Cardiac remodeling is the fundamental pathological process of heart failure. It is defined as structural and functional changes in the myocardium that result in left ventricular dilatation leading to heart failure [18]. In this study, we found that baseline IL-37 levels in patients with heart failure negatively correlate with LVEF while positively correlating with NT-proBNP and hs-TnT, the two most extensively studied biomarkers in evaluating the severity of cardiac function. These results are partly consistent with previous research that showed plasma IL-37 levels correlate with inflammatory markers and impaired left ventricular function in patients with acute coronary syndrome [12]. However, it is noted that our results found no significant differences in plasma IL-37 levels between the IHD and non-IHD subgroups. This observation seems contradictory with previous findings of elevated plasma IL-37 levels in patients with acute coronary syndrome. Because numerous research studies have confirmed the role of inflammation in acute coronary syndrome, the possible explanation for this contradiction is that IL-37 levels in plasma may correlate with the grade of inflammation rather than the disease status. This notion is further solidified by our results that plasma IL-37 levels positively correlate with hs-CRP, a well-known biomarker of inflammation [19]. Also, we did not observe significant differences in plasma IL-37 levels in the HP and non-HP subgroups. Interestingly, our study shows significantly increased IL-37 levels in the DM subgroup compared to that in the non-DM subgroup. Although Ballak et al. found that elevated IL-37 levels positively correlate with insulin sensitivity and a lower inflammatory status in human adipose tissue and that IL-37 ameliorates obesity-induced inflammation and insulin resistance in transgenic mice, the reasonable possibility for this discrepancy is that the DM status more closely correlates with the poor cardiac function in CHF patients [10, 20].

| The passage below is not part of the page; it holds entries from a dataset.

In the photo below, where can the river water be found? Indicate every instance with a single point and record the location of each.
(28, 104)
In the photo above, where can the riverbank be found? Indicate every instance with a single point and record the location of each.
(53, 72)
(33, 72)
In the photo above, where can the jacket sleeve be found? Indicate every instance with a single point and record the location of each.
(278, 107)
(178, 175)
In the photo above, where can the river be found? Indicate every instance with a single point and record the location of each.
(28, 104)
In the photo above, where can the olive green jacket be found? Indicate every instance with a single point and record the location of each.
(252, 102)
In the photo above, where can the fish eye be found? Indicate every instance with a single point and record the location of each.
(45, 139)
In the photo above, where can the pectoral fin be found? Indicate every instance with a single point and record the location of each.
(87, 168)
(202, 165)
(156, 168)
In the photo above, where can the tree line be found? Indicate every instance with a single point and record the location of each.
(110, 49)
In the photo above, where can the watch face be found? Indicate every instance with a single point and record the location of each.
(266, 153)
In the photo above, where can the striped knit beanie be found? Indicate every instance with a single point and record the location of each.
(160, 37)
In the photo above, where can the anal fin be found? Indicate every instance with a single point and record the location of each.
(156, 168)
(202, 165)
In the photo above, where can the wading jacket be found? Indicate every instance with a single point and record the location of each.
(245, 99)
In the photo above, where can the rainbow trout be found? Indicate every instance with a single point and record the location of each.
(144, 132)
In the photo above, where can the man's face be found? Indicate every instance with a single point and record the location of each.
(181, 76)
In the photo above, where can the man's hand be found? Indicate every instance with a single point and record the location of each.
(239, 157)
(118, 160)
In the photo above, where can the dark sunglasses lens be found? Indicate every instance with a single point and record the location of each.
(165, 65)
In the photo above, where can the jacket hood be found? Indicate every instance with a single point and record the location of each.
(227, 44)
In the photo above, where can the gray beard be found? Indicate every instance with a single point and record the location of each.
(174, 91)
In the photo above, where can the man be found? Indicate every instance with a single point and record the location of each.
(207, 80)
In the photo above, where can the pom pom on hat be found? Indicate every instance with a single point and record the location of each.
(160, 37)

Finally, in this study, we demonstrated for the first time that plasma IL-37 is an independent predictor for MACE within 12 months. There are numerous reports that NT-proBNP and LVEF are predictors of poor outcomes in heart failure patients [21, 22]. Impaired LVEF is a hallmark of heart failure and reflects a fundamental weakness of the pump. It is no doubt that the lower the LVEF, the worse the prognosis of patients with heart failure. In this study, we showed that the higher concentration of plasma IL-37 (>99 pg/ml) is a significant predictor of recurrent hospitalizations for worsening HF and deaths due to a cardiovascular cause, independent of other clinical and laboratory variables. We believe that the increase in plasma IL-37 is associated with inflammation, cardiac remodeling, and acute cardiovascular events in heart failure patients. However, a direct causal relationship between an increase in plasma IL-37 and inflammation was not found in the study.

In conclusion, our study is the first to investigate the association between plasma IL-37 levels and chronic heart failure. We found that plasma IL-37 levels are significantly increased in patients with CHF and that the increase in plasma IL-37 levels is an unfavorable prognosis for patients with heart failure. However, there are some limitations in the present study. When performing the prognostic analysis, a sample population of 158 subjects is too small and a 12-month follow-up is too short, although statistical significance has been found. Therefore, a prospective trial consisting of a larger number of patients with heart failure and longer period of follow-up needs to be performed to clarify the significance of circulating IL-37 levels in heart failure. Furthermore, to fully assess the role of plasma IL-37 on cardiac inflammation and left ventricular remodeling, future studies are required to examine the underlying mechanism responsible for the increase of plasma IL-37 in patients with chronic heart failure.